Bitcoin Price Dip Explained: Why BTC’s Bull Run Remains Strong Despite Recent Pullback

  • Despite Bitcoin’s recent dip below $111K, analysts believe the bullish trend remains intact, with low volatility signaling a slow grind higher.
  • Upcoming catalysts like potential Fed rate cuts and positive regulatory shifts could reignite demand and push BTC upward in Q3.

BTC Faces Profit-Taking, But the Bull Trend Holds Strong

Bitcoin’s price may have taken a recent dip from $111.9K, but don’t mistake this correction as the start of a downtrend. According to analytics firm Amberdata, the current retracement is just a bump in the road. BTC continues to consolidate above $100K, and analysts see signs pointing to a slow, steady grind upward rather than a crash.

Greg Magadini, Director of Derivatives at Amberdata, stated in the firm’s weekly report:

“To me, the bullish Bitcoin trend remains un-damaged, despite the recent pull-back.”

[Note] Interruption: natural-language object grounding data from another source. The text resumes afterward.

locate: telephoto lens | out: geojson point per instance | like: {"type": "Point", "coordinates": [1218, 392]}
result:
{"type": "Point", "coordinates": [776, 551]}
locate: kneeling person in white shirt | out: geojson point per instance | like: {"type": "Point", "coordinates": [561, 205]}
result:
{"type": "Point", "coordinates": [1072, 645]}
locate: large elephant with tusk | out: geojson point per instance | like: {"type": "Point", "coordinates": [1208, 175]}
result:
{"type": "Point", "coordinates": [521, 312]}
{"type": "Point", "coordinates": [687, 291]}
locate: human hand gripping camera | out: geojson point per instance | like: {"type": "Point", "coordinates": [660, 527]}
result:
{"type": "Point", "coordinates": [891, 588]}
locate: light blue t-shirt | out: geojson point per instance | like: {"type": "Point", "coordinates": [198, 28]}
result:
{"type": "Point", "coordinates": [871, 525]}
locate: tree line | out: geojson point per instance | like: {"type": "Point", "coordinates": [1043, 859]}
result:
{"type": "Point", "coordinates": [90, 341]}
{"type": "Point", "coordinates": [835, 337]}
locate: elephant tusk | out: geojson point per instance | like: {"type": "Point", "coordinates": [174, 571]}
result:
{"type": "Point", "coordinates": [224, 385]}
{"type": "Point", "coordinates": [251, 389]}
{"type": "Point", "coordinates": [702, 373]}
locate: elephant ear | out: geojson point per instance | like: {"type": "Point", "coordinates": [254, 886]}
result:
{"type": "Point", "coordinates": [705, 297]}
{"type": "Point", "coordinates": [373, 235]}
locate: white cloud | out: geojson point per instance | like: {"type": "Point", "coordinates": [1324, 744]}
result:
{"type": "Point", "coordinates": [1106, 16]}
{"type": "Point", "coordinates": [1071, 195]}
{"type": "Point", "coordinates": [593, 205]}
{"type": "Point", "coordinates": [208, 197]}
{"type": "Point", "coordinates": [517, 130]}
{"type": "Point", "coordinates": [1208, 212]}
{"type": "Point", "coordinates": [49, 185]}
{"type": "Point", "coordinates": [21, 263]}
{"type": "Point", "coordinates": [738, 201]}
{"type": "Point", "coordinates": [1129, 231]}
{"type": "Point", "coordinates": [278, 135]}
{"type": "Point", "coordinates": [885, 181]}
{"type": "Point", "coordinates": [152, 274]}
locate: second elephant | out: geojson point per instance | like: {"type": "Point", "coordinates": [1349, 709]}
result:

Supporting this outlook, implied volatility (IV) has dipped to the 30–40% range — a sign that the market isn’t expecting major swings in the short term. While that might appear to hint at stagnation, it’s actually more reflective of a calm before a potential breakout.

Also read: Cardano Joins Nasdaq Crypto Index: Boosting ADA’s Wall Street Appeal and Institutional Adoption

Q3 Could Spark a New BTC Rally

The real fireworks could begin in Q3. Bitwise’s Head of Alpha, Jeff Park, believes the market is underestimating what lies ahead. He expects IV to reprice higher in July, citing unknown but promising developments.

“Bitcoin IV is so mispriced right now because the world has no idea what’s coming in Q3… It’s going to be incredible,” Park said.

What could fuel the fire? Several catalysts are lining up:

  • Anticipated Fed rate cuts that could boost risk-on assets like crypto.
  • The successful Circle (CRCL) IPO.
  • A weakening USD.
  • A more collaborative global regulatory environment.

All these are potential tailwinds that could strengthen Bitcoin’s market position and investor confidence.

Short-Term Risks Remain, but Don’t Count BTC Out

Despite the bullish mid-term outlook, demand for BTC did slow down in June. According to CryptoQuant data, this drop follows a strong recovery in April and May. If demand continues to wane and macroeconomic conditions worsen — such as unresolved U.S. tariff tensions by the July 9 and August 12 deadlines — BTC may trade sideways or even dip short term.

Yet, with nearly $7 billion in shorts set for liquidation if BTC climbs back to $110K, there’s ample fuel for a rapid move higher if sentiment turns.

Bitcoin’s stride isn’t broken — it’s just pacing itself for the next run.